Property tax increase on the table for Berlin

BERLIN, Md. – Berlin is eyeing a property tax increase that officials say would help maintain the standard of living. The plan was announced last night.  Although officials say they understand no one wants to see a raise in their taxes, they believe the small hike is worth it.

Berlin’s mayor says that the proposed tax increase could generate as much as $135,000 dollars for the town – money he says would help maintain Berlin’s quality of life. “We’re proposing that we continue the same quality of life continue to provide the same standards of service,” said Mayor Gee Williams.

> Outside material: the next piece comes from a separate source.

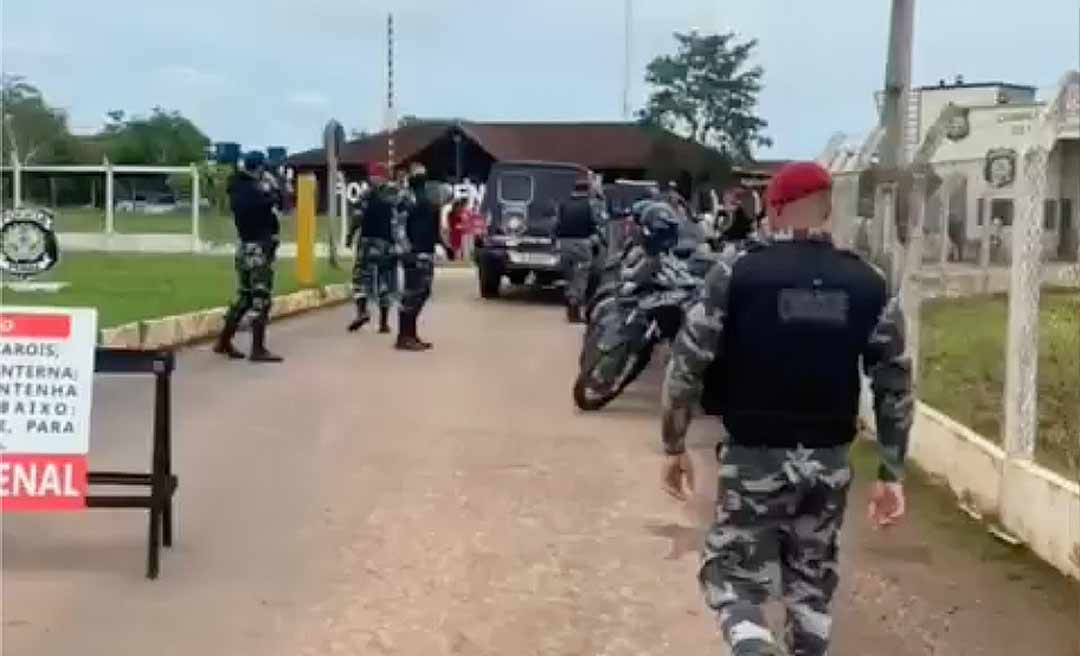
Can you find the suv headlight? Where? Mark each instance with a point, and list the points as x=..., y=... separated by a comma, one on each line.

Town leaders in Berlin say that a proposed property tax increase could help the town generate funds needed for new projects and maintaining the town’s standard of living. “We need to generate the revenue that we need to make happen for the infrastructure, the capital, and also for the employees,” said Jeff Fleetwood, Berlin town administrator.

The proposed increase would raise property taxes by three cents per one hundred dollars. Town leaders tell 47 ABC that they understand nobody wants a tax increase – but it’s all about perspective. For example, if your home costs $200,000, your annual property tax would be increased by about $60. “This is I think the responsible thing to do. I think just putting it off because it’s not popular would be irresponsible,” said Mayor Williams.

Town officials also say the proposed tax increase could also help to raise police officers’ salaries to regional standards. “We do salary surveys on all employees to see where they fit within other municipalities on the eastern shore. Currently our Police Department is in need of a boost,” said Fleetwood.

Mayor Williams says approving a property tax increase sooner than later would only help the town in the long run. “You can always kick the can down the road but eventually you find yourself in a very deep place,” said the mayor.

Berlin’s town council says that they plan to continue to hold public meetings and asking for the public’s input on the proposed tax increase. Town officials say if the tax increase is approved, taxpayers won’t start seeing the effects of it until the next fiscal year.